States encode not only node position but robot count, and each edge is associated with a cost vector $c^e = (c^e_1,\ldots,c^e_R)$ . As robots traverse the graph, sub-formations may split to take distinct branches; upon reconverging, merge operations synchronize movements and update cost labels. Determinism and completeness are ensured; all splits and merges are explicitly tracked, and the extended Dijkstra algorithm is guaranteed optimal.

5. StM in Dictionary Learning and Matrix Problems

The split-then-merge approach supports scalable learning in high-dimensional settings:

Dictionary learning: (Mukherjee et al., 2014) Large data $Y$ is split into $L$ blocks, each block is used to train a local dictionary; then the local dictionaries are merged into a global dictionary via a second-stage sparse learning step. The methodology reduces memory footprint and per-iteration computational requirements with minimal decrease in representation accuracy and denoising performance, leveraging a compositional sparsity lemma.

Generalized eigenvalue problems: (Liu et al., 3 Jul 2025) StM accelerates convergence of first-order optimization for GEP via difference-based objective minimization. At each iteration, a quadratic surrogate is split (curvature majorization) and then merged (closed-form update), enabling line-search-free gradient descent that avoids saddle points and outperforms classical eigenvalue solvers in runtime and stability.

6. StM as a Framework for Evaluation and Markov Processes

6.1 Split-Merge for Comparing Clusterings

The StM framework for clustering comparison (Xiang et al., 2012) models cluster relationships as bipartite graphs, decomposing comparison into split and merge subcomponents. Split subgraphs dissect true clusters; merge subgraphs aggregate predicted clusters. Componentwise scores (e.g., conditional entropy-based) deliver normalized, strictly monotonic measures of similarity with guaranteed [0,1] range, outperforming classical indices (Rand, NMI, etc.) in monotonicity and normalization across divergent clusterings.

6.2 Canonical Split-and-Merge Markov Process

The stationary cycle-length process of the random stirring model on the lattice torus converges to the canonical infinite-dimensional Markovian StM process (Ioffe et al., 2019).

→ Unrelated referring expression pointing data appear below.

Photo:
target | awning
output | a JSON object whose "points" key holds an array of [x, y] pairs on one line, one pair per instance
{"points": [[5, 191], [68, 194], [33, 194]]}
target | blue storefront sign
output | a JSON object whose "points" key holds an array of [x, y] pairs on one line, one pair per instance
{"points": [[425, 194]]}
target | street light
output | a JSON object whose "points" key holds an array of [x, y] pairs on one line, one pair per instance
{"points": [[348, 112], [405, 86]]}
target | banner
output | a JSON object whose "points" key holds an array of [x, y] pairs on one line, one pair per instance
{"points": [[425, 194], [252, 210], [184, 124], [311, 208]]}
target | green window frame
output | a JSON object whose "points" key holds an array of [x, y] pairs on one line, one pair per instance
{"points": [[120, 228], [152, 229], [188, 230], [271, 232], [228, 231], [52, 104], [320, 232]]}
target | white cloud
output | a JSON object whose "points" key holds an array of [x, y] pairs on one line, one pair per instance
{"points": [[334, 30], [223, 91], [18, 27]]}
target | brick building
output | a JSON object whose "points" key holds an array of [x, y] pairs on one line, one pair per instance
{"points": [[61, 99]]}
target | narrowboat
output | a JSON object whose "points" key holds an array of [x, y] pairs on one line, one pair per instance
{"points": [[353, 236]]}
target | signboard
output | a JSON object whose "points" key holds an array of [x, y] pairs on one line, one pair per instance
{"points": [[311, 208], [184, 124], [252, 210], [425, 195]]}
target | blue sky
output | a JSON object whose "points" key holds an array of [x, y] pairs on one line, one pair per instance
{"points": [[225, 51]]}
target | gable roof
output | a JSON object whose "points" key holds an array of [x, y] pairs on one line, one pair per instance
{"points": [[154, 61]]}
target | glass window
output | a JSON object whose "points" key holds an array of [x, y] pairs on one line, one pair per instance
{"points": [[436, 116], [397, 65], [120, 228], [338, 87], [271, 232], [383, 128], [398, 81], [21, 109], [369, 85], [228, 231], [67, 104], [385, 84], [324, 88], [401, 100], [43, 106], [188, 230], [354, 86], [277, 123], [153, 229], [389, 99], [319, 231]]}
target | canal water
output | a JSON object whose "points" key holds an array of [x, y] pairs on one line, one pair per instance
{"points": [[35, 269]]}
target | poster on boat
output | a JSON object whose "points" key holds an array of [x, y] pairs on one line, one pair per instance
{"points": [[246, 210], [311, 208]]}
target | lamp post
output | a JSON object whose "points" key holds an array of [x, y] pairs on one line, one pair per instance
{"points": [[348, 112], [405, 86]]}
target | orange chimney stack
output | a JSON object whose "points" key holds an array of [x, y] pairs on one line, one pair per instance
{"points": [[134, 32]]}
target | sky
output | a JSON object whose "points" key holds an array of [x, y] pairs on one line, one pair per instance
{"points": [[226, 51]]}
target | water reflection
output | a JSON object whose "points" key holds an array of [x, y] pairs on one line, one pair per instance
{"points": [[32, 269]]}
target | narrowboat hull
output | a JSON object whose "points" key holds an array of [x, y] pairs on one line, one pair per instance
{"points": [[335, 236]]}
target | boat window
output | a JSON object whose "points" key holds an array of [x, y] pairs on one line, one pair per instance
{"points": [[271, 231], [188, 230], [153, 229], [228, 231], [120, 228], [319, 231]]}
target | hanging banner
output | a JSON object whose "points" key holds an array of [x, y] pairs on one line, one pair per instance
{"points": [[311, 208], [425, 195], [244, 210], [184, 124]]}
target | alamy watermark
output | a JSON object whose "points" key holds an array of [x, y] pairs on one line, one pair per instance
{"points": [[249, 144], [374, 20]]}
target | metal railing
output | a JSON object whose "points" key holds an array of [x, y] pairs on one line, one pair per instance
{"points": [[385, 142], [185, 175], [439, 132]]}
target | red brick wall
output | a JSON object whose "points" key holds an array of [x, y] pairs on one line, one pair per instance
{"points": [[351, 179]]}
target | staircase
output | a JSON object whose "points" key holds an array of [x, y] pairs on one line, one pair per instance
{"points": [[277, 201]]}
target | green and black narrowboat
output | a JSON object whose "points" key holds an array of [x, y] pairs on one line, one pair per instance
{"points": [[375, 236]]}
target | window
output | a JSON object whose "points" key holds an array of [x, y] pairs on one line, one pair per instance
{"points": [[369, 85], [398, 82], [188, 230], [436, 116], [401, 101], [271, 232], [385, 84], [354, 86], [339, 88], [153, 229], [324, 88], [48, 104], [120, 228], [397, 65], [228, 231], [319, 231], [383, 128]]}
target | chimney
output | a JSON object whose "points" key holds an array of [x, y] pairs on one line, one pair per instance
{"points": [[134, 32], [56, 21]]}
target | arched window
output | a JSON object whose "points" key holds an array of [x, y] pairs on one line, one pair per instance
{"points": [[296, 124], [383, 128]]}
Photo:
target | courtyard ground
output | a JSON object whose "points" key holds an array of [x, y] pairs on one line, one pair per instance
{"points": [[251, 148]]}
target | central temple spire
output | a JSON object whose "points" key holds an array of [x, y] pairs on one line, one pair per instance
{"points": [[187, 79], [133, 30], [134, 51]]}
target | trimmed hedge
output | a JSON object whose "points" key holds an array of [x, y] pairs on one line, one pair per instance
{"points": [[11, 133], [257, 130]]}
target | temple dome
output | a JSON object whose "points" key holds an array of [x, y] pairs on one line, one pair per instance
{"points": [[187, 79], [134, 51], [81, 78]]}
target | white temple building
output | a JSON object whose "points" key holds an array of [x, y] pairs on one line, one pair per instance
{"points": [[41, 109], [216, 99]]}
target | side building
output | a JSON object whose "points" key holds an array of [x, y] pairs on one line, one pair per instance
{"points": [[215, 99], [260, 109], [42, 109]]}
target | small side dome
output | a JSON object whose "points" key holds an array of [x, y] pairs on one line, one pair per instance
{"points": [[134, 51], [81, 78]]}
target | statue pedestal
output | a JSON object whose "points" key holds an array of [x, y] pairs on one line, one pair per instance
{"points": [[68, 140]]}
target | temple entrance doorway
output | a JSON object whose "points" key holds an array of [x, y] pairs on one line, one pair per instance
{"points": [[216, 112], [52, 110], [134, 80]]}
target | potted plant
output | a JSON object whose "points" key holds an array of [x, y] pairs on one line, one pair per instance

Splits and merges of cycle blocks are realized via jump rates proportional to the block sizes; the invariant distribution is the Poisson–Dirichlet law $\mathrm{PD}(1)$ , identified with stick-breaking or Poisson-point constructions. The process is reversible, and serves as a scaling limit in numerous probabilistic models, including random permutations and quantum spin systems.

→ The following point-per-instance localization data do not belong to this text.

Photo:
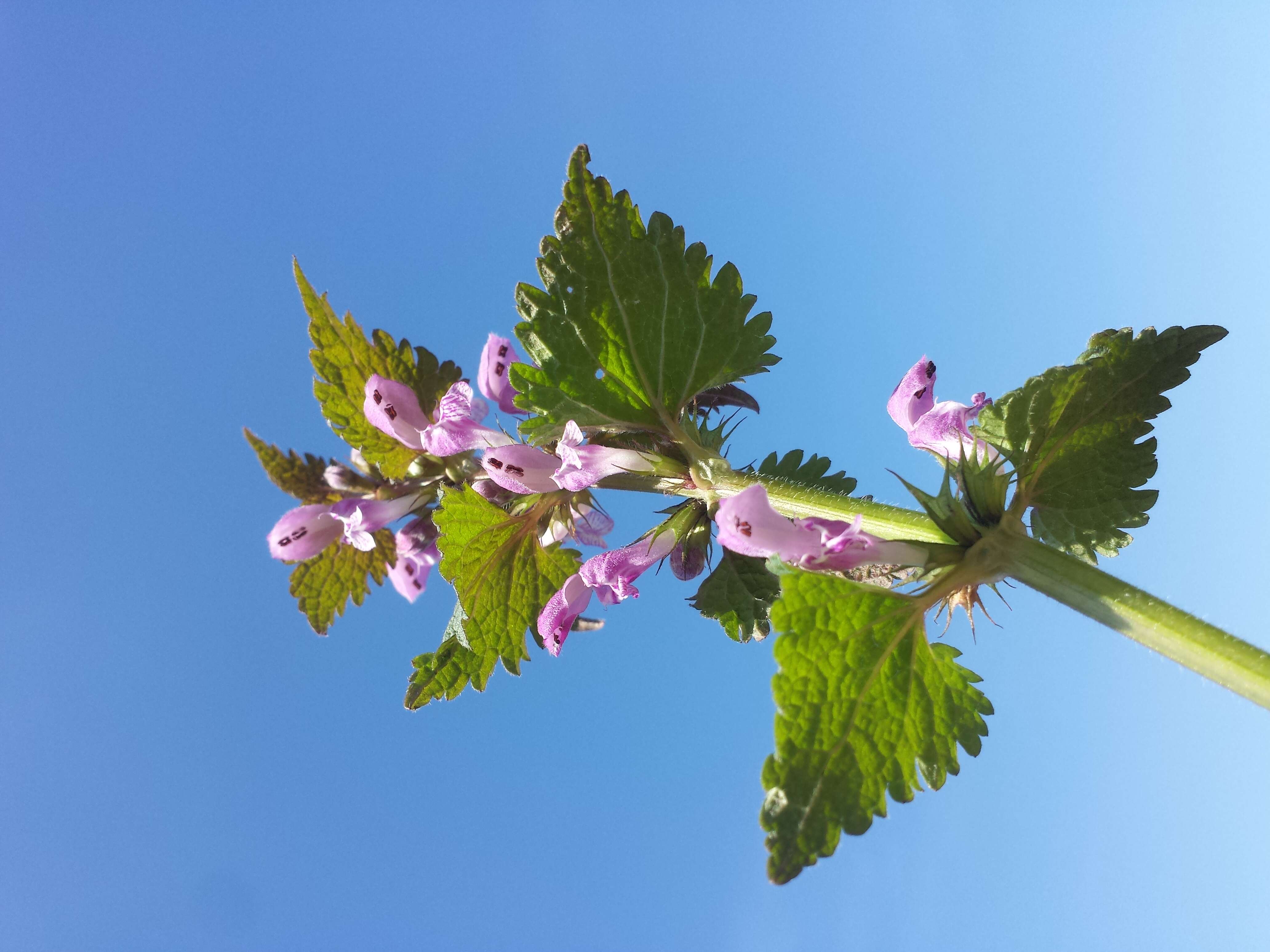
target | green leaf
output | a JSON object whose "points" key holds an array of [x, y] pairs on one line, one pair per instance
{"points": [[502, 573], [446, 672], [324, 583], [303, 479], [630, 301], [864, 701], [1074, 433], [738, 593], [343, 360], [813, 473]]}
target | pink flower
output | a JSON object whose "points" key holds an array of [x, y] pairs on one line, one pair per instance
{"points": [[457, 430], [938, 427], [492, 379], [750, 526], [362, 518], [304, 532], [521, 468], [590, 526], [417, 554], [394, 408], [583, 466], [562, 611], [611, 574]]}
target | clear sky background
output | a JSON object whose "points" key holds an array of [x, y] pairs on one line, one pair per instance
{"points": [[185, 766]]}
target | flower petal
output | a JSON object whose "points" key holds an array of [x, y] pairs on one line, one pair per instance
{"points": [[455, 430], [561, 612], [374, 514], [611, 574], [304, 532], [914, 395], [750, 526], [409, 576], [492, 379], [944, 430], [582, 468], [521, 468], [394, 408]]}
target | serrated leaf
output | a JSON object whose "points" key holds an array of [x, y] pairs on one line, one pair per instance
{"points": [[1074, 433], [738, 594], [343, 360], [324, 583], [303, 479], [502, 573], [864, 702], [813, 473], [634, 304], [446, 672]]}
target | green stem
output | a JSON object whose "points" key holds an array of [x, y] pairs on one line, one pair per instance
{"points": [[794, 499], [1198, 645], [1147, 620]]}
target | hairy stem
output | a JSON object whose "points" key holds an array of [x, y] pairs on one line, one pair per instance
{"points": [[794, 499], [1150, 621], [1147, 620]]}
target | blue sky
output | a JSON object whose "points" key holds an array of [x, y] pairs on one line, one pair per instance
{"points": [[185, 766]]}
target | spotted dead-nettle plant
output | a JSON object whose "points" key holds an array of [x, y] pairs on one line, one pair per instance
{"points": [[625, 378]]}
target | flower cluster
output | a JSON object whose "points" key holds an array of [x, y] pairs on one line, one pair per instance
{"points": [[939, 427], [457, 427], [750, 526], [609, 576], [747, 523]]}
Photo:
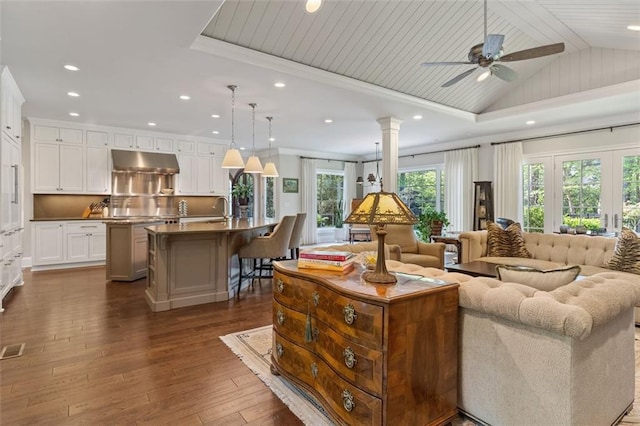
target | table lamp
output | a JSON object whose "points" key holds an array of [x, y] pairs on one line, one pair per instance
{"points": [[379, 209]]}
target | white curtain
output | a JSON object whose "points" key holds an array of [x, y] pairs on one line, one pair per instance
{"points": [[507, 181], [460, 170], [308, 190], [349, 186]]}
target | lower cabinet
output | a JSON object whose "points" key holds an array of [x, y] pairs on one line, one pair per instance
{"points": [[67, 243]]}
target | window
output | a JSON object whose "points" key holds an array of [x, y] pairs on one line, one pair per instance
{"points": [[533, 197], [329, 197], [419, 188]]}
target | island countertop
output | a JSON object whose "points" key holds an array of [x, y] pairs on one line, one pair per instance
{"points": [[230, 225]]}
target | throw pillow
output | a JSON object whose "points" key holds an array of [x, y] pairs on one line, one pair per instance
{"points": [[505, 242], [545, 280], [626, 257]]}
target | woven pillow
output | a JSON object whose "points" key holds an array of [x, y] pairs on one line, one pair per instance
{"points": [[505, 242], [626, 257], [545, 280]]}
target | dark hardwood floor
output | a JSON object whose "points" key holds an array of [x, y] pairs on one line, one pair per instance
{"points": [[96, 354]]}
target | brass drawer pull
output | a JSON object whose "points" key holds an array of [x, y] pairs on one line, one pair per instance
{"points": [[349, 314], [347, 401], [349, 357]]}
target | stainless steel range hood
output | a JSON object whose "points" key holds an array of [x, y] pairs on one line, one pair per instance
{"points": [[149, 162]]}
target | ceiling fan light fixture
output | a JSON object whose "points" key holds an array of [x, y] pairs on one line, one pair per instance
{"points": [[312, 6], [484, 75]]}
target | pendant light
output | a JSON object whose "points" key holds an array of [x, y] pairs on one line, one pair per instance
{"points": [[270, 168], [253, 163], [232, 158]]}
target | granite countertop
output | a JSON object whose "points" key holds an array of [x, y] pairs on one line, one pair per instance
{"points": [[230, 225]]}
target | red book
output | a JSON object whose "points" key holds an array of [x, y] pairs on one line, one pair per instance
{"points": [[326, 255]]}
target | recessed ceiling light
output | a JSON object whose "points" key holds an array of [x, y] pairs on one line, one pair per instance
{"points": [[484, 75]]}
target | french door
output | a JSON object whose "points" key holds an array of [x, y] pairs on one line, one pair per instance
{"points": [[598, 190]]}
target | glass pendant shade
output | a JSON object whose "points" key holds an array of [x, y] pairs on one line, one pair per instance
{"points": [[232, 158], [253, 165], [270, 170]]}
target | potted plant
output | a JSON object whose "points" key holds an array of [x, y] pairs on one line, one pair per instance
{"points": [[430, 222], [242, 193]]}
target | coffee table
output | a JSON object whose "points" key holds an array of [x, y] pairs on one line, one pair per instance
{"points": [[475, 269]]}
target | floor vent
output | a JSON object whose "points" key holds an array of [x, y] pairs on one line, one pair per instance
{"points": [[12, 351]]}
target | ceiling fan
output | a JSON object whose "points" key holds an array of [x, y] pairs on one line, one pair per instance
{"points": [[487, 54]]}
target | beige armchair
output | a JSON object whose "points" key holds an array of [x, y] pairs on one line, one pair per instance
{"points": [[413, 251], [272, 246]]}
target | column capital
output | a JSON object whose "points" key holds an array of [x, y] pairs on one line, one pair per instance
{"points": [[389, 123]]}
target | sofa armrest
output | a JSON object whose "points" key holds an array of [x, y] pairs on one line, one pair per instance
{"points": [[473, 245], [433, 249]]}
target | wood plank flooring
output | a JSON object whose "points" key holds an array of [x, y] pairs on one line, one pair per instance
{"points": [[96, 354]]}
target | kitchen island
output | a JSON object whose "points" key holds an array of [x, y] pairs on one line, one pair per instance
{"points": [[192, 263]]}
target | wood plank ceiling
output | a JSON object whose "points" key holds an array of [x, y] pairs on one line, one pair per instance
{"points": [[384, 42]]}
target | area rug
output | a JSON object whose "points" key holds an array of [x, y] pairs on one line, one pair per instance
{"points": [[253, 347]]}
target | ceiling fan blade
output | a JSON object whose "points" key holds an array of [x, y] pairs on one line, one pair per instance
{"points": [[535, 52], [503, 73], [492, 45], [428, 64], [457, 78]]}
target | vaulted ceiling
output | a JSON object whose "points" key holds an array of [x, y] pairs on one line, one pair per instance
{"points": [[352, 61]]}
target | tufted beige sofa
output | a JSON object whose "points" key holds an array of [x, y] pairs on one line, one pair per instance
{"points": [[529, 357], [548, 251]]}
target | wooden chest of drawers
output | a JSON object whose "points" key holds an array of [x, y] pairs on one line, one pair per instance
{"points": [[372, 354]]}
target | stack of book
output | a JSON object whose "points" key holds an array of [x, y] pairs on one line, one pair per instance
{"points": [[329, 260]]}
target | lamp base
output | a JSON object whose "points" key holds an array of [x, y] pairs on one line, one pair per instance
{"points": [[379, 277]]}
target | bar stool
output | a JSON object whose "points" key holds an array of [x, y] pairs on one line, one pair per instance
{"points": [[272, 246], [296, 235]]}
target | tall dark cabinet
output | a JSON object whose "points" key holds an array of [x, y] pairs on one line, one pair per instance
{"points": [[482, 204]]}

7. Extensions, Variants, and Applications

StM methods are further extended in hierarchical stochastic block models (Peixoto, 2020), layer-aware generative video composition (Kara et al., 25 Nov 2025), and self-contained consensus reconfiguration protocols (Xiong et al., 21 Apr 2025). The video composition framework employs unsupervised split (foreground/background segmentation) and merge (diffusion-based composition) stages, with specialized losses for identity and harmony preservation; the Raft protocol leverages epoch-based split and merge steps with joint and constituent quorums for cluster reconfiguration, ensuring safety and liveness.

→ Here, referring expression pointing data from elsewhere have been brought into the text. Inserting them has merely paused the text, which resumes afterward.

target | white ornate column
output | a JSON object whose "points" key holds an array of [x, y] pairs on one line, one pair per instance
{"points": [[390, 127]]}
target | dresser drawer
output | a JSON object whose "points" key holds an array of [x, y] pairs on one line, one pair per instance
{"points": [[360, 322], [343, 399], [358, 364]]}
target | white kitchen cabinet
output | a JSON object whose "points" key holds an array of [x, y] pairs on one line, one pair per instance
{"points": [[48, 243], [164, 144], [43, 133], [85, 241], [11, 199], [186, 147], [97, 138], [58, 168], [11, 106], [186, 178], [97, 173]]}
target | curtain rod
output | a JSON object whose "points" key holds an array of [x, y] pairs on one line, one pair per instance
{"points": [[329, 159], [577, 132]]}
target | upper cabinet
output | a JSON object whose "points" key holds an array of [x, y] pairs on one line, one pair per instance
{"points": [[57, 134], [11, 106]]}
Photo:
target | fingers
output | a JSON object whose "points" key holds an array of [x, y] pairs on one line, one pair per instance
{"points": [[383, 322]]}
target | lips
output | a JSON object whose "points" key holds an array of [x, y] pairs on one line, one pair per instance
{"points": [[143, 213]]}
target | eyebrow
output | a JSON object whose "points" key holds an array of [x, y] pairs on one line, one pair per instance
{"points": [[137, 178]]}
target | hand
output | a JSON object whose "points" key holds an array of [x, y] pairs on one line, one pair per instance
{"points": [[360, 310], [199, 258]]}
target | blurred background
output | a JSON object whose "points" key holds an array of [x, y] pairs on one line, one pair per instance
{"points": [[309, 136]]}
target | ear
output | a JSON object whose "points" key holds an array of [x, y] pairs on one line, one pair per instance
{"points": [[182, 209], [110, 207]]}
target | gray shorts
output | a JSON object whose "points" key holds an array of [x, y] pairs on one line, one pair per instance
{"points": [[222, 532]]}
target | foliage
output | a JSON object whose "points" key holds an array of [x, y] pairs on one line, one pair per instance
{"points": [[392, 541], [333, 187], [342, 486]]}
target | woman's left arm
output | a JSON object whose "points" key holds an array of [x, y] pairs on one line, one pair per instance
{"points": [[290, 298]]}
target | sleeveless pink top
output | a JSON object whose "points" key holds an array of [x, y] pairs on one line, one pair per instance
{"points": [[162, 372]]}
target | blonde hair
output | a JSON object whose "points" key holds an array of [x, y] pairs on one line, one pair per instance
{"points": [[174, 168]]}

The split-then-merge paradigm’s flexibility enables design of robust, scalable, and interpretable algorithms across clustering, trajectory analysis, large-scale inference, combinatorial optimization, and consensus systems. Theoretical guarantees and empirical benchmarks consistently reveal improved mixing times, stability, and computational efficiency over single-site or monolithic approaches.